Citation : << Coordinates X varies from i to j (50 points each)
Coordinate Y varies from m to n (1000 series) >>
So, for one known value of Y, you have 50 values of X, and respectively 50 values of R. Right ?
Citation : << There is 7 maximums over the x interval to be found for each specific y. >>
So, for the same known value of Y, they are 7 maximums for the function of x only. Right ?
Citation : << Presently, I’m doing a regression by using a function
R(x,y) = A + B*E1 + C*E1^2 + D*E1^3 + E*E2 + F*E2^2 + G*E2^3 + …+ AI*E12 + AJ*E12^2 + AK*E12^3 >>
Suppose that you consider only one known value of Y and the corresponding 50 couples (X, R), then is you computation process able to find the 7 values x corresponding to the seven maximums (of course related to this particular Y only) ?
I doubt that it would work with a so small number (50) of couples (X,R).

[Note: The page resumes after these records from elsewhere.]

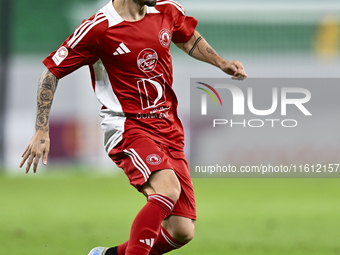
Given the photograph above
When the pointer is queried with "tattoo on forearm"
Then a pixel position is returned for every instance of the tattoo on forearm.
(195, 45)
(210, 50)
(47, 86)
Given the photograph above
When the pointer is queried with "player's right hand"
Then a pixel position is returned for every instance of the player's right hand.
(37, 148)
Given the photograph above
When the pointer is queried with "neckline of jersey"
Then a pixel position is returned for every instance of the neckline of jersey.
(116, 14)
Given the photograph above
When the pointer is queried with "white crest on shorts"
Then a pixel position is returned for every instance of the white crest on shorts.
(147, 60)
(153, 159)
(60, 55)
(164, 37)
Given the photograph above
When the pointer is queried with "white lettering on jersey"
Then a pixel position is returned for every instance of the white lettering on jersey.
(152, 93)
(147, 60)
(60, 55)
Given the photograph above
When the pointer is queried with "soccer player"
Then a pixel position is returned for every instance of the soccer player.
(126, 45)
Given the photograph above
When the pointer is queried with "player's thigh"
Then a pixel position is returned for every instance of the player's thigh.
(180, 228)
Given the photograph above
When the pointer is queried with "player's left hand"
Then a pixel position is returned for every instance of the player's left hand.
(235, 69)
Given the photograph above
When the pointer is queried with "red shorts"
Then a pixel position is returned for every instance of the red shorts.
(139, 156)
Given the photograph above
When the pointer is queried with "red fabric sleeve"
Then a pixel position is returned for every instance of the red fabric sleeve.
(184, 29)
(69, 56)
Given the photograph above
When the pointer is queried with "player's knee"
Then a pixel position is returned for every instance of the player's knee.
(164, 183)
(171, 191)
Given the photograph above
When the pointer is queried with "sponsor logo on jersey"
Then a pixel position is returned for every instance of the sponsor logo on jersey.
(60, 55)
(151, 91)
(122, 49)
(147, 60)
(148, 242)
(153, 159)
(164, 37)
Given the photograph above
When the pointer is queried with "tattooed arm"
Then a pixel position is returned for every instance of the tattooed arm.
(198, 48)
(40, 143)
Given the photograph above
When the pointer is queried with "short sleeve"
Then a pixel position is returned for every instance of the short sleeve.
(79, 49)
(184, 29)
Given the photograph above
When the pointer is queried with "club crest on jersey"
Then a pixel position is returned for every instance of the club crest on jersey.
(153, 159)
(147, 60)
(60, 55)
(164, 37)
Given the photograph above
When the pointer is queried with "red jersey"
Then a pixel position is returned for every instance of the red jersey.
(131, 69)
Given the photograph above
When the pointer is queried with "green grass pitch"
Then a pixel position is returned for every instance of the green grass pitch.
(68, 214)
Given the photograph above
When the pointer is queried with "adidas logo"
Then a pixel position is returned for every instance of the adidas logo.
(122, 49)
(149, 242)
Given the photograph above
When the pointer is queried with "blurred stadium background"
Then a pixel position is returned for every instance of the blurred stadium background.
(272, 38)
(58, 214)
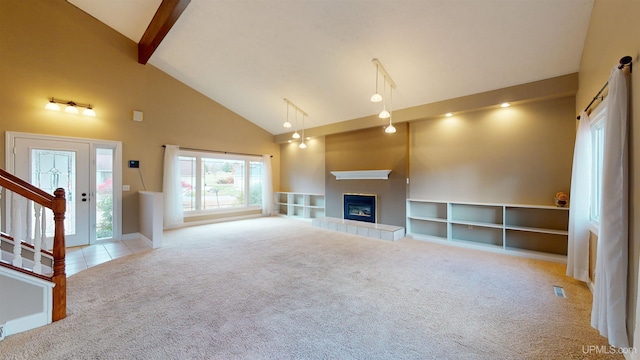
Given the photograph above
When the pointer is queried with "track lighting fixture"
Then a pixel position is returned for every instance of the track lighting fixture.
(302, 144)
(287, 124)
(296, 135)
(390, 129)
(376, 97)
(384, 114)
(71, 107)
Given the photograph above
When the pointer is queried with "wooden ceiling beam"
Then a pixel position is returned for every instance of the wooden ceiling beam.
(166, 16)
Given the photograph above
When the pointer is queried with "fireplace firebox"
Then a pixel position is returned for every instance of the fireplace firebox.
(360, 207)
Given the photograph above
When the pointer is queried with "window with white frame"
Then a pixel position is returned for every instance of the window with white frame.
(598, 118)
(219, 182)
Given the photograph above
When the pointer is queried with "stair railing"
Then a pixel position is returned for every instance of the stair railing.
(57, 204)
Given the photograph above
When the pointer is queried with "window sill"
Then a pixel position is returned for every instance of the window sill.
(220, 211)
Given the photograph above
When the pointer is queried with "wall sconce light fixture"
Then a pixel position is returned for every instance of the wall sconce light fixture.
(71, 107)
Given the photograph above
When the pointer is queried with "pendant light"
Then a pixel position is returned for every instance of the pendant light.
(295, 134)
(384, 114)
(376, 97)
(390, 129)
(287, 124)
(302, 144)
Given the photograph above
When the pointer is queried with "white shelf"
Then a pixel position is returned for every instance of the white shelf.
(362, 175)
(299, 205)
(533, 231)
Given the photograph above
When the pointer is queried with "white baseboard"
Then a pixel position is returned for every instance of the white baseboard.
(213, 221)
(131, 236)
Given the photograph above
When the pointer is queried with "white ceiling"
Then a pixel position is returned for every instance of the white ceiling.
(250, 54)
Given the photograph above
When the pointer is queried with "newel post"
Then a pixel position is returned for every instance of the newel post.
(59, 278)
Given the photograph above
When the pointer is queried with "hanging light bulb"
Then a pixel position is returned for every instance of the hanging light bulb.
(390, 129)
(287, 124)
(295, 134)
(384, 114)
(302, 144)
(376, 97)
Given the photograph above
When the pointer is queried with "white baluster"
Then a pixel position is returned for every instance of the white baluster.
(43, 231)
(37, 242)
(29, 223)
(16, 228)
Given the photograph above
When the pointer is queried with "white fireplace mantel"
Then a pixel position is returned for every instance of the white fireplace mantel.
(362, 175)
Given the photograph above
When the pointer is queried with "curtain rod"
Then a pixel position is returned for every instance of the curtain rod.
(217, 151)
(623, 62)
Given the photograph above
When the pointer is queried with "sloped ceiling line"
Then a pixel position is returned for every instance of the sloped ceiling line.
(168, 13)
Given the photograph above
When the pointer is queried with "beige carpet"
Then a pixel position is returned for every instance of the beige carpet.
(277, 288)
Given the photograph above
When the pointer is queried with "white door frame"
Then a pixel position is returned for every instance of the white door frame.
(93, 145)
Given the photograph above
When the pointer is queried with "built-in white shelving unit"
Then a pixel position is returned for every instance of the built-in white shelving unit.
(301, 205)
(534, 231)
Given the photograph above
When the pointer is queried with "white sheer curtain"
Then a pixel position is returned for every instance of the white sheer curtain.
(267, 186)
(610, 294)
(172, 188)
(578, 253)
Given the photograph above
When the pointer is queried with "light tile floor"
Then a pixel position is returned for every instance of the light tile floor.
(83, 257)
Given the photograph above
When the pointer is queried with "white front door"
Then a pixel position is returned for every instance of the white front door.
(51, 164)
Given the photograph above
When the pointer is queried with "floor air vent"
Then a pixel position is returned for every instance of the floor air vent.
(559, 291)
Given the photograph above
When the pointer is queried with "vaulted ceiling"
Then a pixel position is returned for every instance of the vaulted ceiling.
(249, 55)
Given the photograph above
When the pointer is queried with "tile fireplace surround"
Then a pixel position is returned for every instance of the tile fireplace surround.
(376, 231)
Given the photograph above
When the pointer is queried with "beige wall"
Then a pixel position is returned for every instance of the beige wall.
(521, 154)
(49, 48)
(369, 149)
(302, 170)
(614, 31)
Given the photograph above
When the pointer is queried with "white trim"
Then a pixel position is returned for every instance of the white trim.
(10, 137)
(131, 236)
(362, 175)
(216, 220)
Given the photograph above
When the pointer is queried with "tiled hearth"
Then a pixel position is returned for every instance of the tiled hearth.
(376, 231)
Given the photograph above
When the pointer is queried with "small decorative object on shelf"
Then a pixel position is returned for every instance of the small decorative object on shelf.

In fact, a function with 7 maximums and then 6 or 7, or 8 minimums, ( i.e. 13, 14 or 15 extremums) may require about 1000 couples (X,R) and probably much more, in order to achieve a reliable mean least squares regression.
Of course, if the kind of function was a-priori known, with in it only a few number of unknown parameters, the required number of points should be much lower. For example if the function was known as A+B*sin(C*x+D), only a few tens of points should be required). As far I can understand, it is not the case of your problem : the kind of function is not a-priori known.